Wo die Welle wohnt
Ein Ebenseer verwirklichte seinen Lebenstraum und schuf an der Traun die größte künstliche Flusswelle der Welt. Markus Korn war zur Eröffnung der Anlage vor Ort, hat mit dem Initiator gesprochen und sich anschließend in die Fluten gestürzt
Maui, Uluwatu, Malibu. Surfspots haben klingende Namen. Und sind verdammt weit weg; zumindest, wenn man hierzulande lebt. Aber man muss sich nicht unbedingt auf die lange Reise nach Hawaii, Bali oder Kalifornien machen, um eine Welle zu reiten. Österreich ist kein Land der Ozeane, aber ein Land der Ströme. Manche dieser Ströme können ebenfalls zum Wellensurfen genutzt werden, allerdings nur, wenn der Wasserstand passt, und das ist, übers Jahr gesehen, nicht allzu oft der Fall. Wer sich damit nicht zufrieden geben will, muss der Natur nachhelfen – und genau das tat der Ebenseer Max Neuböck. Der 27-Jährige hat es sich in den Kopf gesetzt, die perfekte künstliche Flusswelle zu schaffen. Sechs Jahre lang suchte der Surf-Enthusiast in der Region nach einem passenden Standort, sammelte Daten und analysierte sie. Fündig wurde er schließlich in seiner Heimatgemeinde, genauer gesagt in der Nähe der Miesenbachmühle: Im dortigen Abschnitt der Traun waren die technischen Voraussetzungen für das ehrgeizige Vorhaben, etwa der Höhenunterschied im Flussbett oder die räumlichen Gegebenheiten, ideal. Die Detail-Planung erfolgte in enger Absprache mit den Behörden, eingebunden war neben regionalen Betrieben auch die McLaughlin Whitewater Design Group, ein Spezialisten-Team mit Sitz in Denver, Colorado, das mit dem so genannten Wave Shaper das Herzstück der Anlage designte.

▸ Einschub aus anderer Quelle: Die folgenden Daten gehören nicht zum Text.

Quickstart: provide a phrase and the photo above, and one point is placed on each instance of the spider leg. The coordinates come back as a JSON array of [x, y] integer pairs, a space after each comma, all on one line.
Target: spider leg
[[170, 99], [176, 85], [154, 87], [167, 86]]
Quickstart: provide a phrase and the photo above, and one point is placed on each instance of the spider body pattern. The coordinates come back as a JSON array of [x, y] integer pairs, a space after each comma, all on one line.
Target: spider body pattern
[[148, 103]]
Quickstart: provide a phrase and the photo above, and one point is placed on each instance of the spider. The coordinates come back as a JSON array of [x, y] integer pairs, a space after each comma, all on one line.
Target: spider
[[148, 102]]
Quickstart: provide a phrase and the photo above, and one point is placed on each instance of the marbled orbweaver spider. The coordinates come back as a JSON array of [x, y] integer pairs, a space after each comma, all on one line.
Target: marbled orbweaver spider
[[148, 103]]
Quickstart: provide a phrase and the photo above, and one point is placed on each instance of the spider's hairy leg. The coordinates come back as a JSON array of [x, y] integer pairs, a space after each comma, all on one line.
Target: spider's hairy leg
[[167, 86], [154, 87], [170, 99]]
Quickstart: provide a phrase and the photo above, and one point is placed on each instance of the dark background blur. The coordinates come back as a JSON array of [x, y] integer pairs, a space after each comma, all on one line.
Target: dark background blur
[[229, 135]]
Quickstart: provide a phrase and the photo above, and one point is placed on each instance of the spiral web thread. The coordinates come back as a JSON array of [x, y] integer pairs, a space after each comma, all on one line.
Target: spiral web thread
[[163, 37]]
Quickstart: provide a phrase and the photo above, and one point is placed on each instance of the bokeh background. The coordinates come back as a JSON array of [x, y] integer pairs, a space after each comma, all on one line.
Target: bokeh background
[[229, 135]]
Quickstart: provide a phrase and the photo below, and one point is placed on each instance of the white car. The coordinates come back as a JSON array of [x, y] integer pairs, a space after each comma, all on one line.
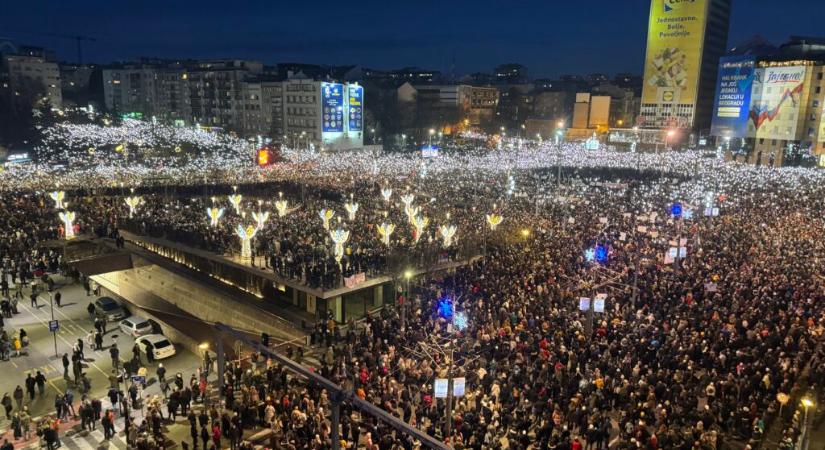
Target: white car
[[135, 326], [158, 344]]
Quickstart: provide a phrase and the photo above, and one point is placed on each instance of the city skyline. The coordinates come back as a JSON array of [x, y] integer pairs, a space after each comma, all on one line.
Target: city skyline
[[459, 37]]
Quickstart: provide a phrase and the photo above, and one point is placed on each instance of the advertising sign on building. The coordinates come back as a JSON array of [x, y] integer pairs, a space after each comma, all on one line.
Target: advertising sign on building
[[674, 51], [775, 102], [332, 104], [355, 107], [731, 104]]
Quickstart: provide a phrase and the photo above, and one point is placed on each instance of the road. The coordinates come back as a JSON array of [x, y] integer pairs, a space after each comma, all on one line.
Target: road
[[74, 324]]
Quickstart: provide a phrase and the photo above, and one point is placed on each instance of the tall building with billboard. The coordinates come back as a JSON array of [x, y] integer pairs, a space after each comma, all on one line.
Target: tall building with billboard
[[771, 103], [324, 114], [685, 40]]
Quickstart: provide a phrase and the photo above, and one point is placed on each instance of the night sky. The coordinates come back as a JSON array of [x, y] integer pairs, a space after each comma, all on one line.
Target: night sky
[[550, 37]]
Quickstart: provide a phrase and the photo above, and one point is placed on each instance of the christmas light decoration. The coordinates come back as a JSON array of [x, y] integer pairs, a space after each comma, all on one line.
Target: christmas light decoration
[[58, 196], [326, 215], [447, 232], [260, 218], [214, 215], [420, 223], [407, 199], [351, 208], [494, 220], [68, 224], [235, 200], [281, 207], [385, 230], [386, 193], [339, 237], [246, 235], [133, 202]]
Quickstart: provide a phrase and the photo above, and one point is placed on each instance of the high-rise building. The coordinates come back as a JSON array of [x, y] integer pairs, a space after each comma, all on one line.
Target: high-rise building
[[31, 70], [326, 114], [770, 102], [685, 40]]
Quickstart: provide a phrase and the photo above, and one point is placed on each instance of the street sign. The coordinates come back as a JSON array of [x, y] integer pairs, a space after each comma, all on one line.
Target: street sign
[[458, 387], [440, 388]]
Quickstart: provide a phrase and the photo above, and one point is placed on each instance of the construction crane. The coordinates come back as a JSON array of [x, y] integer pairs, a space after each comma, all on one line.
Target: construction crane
[[79, 39]]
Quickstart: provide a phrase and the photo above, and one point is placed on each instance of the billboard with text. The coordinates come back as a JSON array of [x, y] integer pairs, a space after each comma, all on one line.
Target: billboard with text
[[355, 107], [775, 102], [731, 104], [332, 104]]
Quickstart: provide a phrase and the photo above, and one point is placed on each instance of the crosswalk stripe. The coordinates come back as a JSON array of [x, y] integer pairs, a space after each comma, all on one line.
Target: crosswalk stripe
[[92, 440]]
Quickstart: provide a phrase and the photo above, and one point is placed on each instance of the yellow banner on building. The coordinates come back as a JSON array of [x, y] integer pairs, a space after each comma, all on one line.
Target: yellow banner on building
[[674, 51]]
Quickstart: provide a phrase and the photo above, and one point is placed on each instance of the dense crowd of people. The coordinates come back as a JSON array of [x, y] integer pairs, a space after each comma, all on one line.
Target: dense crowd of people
[[690, 351]]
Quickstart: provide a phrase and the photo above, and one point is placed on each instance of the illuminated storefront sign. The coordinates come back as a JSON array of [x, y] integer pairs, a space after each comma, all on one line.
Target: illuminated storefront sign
[[332, 104], [733, 94]]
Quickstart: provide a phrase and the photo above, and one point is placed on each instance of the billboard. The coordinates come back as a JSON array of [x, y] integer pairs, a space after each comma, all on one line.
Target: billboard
[[332, 104], [731, 105], [675, 37], [355, 107], [775, 102]]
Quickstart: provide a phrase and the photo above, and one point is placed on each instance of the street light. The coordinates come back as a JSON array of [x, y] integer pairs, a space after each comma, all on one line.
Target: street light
[[670, 134]]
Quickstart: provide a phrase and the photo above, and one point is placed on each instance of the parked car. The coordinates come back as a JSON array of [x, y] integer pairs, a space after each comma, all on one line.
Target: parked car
[[109, 309], [135, 326], [156, 343]]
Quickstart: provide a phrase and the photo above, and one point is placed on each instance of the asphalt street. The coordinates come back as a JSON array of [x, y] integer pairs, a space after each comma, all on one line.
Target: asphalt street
[[74, 323]]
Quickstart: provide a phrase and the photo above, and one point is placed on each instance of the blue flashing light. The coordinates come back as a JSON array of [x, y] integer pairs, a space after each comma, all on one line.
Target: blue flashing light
[[676, 209], [460, 321], [445, 308], [601, 253]]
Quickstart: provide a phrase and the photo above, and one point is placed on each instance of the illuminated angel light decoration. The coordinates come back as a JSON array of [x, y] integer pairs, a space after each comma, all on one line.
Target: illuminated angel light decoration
[[339, 237], [246, 235], [385, 230], [281, 207], [214, 215], [411, 212], [351, 208], [68, 222], [260, 218], [420, 223], [58, 197], [407, 199], [133, 203], [494, 220], [447, 232], [326, 215], [235, 200], [386, 193]]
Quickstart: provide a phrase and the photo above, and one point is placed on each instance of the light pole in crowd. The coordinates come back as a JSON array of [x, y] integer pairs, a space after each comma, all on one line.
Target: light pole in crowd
[[457, 321], [807, 403], [406, 297], [668, 135]]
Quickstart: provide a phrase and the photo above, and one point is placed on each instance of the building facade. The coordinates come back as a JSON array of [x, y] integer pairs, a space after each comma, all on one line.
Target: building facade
[[770, 106], [684, 43], [30, 70]]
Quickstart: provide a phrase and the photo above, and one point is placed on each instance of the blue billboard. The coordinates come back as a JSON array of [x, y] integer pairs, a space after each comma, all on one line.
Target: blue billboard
[[332, 104], [355, 107], [733, 94]]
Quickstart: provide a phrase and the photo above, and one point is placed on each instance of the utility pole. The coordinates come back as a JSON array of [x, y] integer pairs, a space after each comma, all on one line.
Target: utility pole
[[450, 388], [54, 333]]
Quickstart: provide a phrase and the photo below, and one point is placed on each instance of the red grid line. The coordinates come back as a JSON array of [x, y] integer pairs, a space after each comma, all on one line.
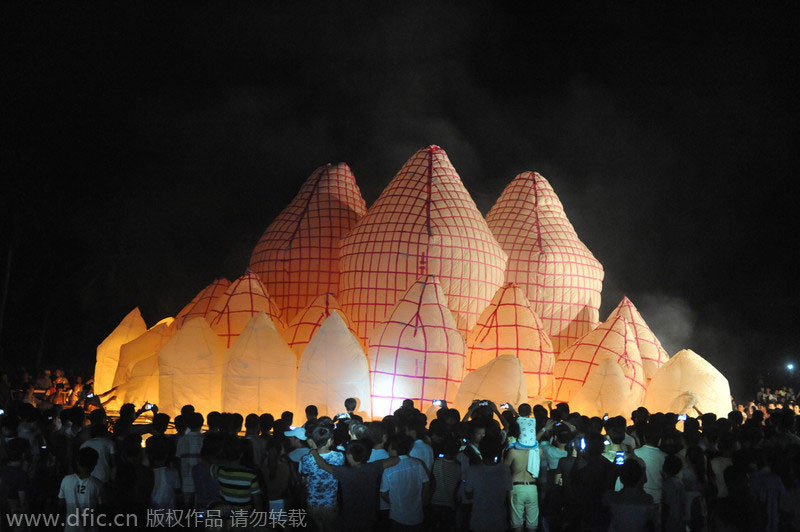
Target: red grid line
[[297, 257], [417, 353], [611, 339], [306, 322], [424, 219], [243, 299], [559, 275], [509, 326], [653, 355]]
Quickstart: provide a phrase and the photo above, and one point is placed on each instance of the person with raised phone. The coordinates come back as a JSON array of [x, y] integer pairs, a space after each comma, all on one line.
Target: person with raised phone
[[358, 483], [321, 486]]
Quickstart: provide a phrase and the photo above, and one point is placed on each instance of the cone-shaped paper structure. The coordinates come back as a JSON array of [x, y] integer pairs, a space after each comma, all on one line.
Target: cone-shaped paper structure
[[424, 222], [417, 353], [190, 369], [306, 322], [558, 273], [297, 257], [333, 368], [612, 339], [142, 383], [653, 355], [500, 380], [243, 299], [146, 345], [607, 391], [108, 351], [688, 384], [169, 320], [261, 370], [203, 302], [509, 326]]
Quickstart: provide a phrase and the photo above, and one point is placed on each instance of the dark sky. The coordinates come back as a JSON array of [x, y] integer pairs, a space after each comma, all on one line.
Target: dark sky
[[145, 150]]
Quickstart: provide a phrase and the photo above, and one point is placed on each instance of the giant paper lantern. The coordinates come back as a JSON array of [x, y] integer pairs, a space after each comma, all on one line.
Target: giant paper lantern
[[243, 299], [202, 303], [500, 380], [424, 222], [260, 371], [297, 257], [653, 355], [688, 384], [558, 273], [141, 385], [144, 346], [105, 368], [418, 352], [509, 326], [306, 322], [607, 391], [190, 369], [333, 367], [611, 339]]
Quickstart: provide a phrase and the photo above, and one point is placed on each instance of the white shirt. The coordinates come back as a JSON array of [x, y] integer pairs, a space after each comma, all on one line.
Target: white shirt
[[424, 452], [105, 450], [78, 493], [188, 450], [653, 459], [298, 453], [404, 484], [377, 454]]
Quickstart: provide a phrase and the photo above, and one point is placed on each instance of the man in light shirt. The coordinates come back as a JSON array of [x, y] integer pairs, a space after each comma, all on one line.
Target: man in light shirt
[[421, 450], [653, 459], [101, 442], [80, 493], [187, 451], [405, 486]]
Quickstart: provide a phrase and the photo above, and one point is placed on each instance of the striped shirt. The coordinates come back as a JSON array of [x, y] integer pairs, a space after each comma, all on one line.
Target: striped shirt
[[188, 451], [237, 485]]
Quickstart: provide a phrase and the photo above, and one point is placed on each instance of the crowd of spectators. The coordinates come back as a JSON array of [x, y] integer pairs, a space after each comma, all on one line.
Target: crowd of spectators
[[487, 469]]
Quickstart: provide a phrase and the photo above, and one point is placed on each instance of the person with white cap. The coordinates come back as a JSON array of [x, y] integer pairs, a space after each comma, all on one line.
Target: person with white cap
[[523, 457]]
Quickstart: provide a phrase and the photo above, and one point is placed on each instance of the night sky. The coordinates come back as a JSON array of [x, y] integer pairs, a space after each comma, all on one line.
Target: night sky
[[144, 151]]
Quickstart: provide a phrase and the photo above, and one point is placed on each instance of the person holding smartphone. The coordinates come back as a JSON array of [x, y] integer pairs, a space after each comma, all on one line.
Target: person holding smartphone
[[446, 476]]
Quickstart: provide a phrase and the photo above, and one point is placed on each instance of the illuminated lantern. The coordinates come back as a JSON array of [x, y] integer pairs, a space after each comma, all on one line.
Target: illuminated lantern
[[333, 367], [424, 222], [141, 385], [653, 355], [611, 339], [260, 371], [203, 302], [558, 273], [297, 257], [417, 353], [607, 391], [306, 322], [144, 346], [190, 369], [509, 326], [688, 384], [243, 299], [105, 368], [500, 380]]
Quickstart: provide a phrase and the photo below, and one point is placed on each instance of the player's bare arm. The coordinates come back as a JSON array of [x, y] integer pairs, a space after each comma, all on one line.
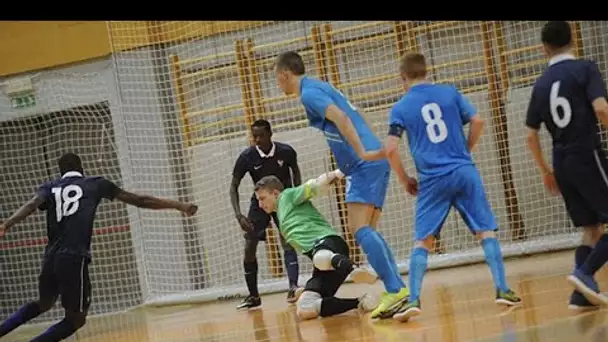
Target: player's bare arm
[[600, 107], [22, 213], [392, 153], [535, 147], [321, 184], [476, 125], [151, 202], [295, 170], [244, 222], [347, 129]]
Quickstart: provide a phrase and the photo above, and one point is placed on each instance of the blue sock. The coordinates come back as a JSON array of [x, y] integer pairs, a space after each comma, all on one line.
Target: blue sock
[[291, 263], [57, 332], [26, 313], [393, 263], [379, 257], [491, 249], [418, 263]]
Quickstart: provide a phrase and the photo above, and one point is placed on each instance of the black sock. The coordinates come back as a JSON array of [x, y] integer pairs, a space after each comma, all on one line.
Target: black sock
[[251, 277], [580, 255], [57, 332], [293, 269], [331, 306], [23, 315], [597, 258], [342, 263]]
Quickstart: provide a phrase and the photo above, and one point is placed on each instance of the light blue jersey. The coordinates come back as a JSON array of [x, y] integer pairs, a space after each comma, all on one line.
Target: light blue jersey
[[366, 181], [433, 117], [316, 96]]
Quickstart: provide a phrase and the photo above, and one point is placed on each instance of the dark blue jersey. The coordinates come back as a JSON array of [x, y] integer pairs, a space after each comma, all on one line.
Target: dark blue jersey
[[278, 162], [71, 203], [562, 99]]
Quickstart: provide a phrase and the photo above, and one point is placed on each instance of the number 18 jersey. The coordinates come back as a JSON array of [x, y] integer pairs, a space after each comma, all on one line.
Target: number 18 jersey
[[433, 116], [71, 203]]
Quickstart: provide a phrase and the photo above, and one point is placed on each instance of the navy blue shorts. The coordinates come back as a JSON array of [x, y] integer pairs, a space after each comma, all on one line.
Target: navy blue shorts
[[67, 276], [260, 220], [583, 183]]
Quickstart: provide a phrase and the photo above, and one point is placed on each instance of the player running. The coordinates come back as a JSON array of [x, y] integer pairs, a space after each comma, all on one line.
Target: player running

Im Jänner 2019 hatte Neuböck die wasserrechtlichen Genehmigungen, die Änderung des Flächenwidmungsplans sowie den Pachtvertrag für das Areal unter Dach und Fach, im August erfolgte der Spatenstich für den Bau des 120 Meter langen und zehn Meter breiten Ausleitungskanals. „Wir haben absolutes Neuland betreten, denn ein Projekt dieser Art gab es weltweit noch nie“, erinnert sich Neuböck, der ein Investitionsvolumen von zwei Millionen Euro zu stemmen hatte. Dementsprechend vielfältig waren die Herausforderungen …
Angewandte Physik
Viel Zeit, Geld, Nervenkraft und Herzblut floss also in The.Riverwave, so der Name der Ebenseer Welle. Doch nun ist sie fertig und mit einer Breite von zehn Metern und einer maximalen Höhe von 1,5 Metern die größte künstliche Flusswelle der Welt. Sie wird an mindestens 250, vermutlich sogar 300 Tagen im Jahr funktionieren, versichert ihr Schöpfer Max Neuböck. Die beste Zeit ist Frühjahr und Herbst, lediglich von Jänner bis März könnte es von der Wassermenge her knapp werden; aber da surft man im Salzkammergut ohnehin eher über einen Tiefschneehang als auf einer Welle.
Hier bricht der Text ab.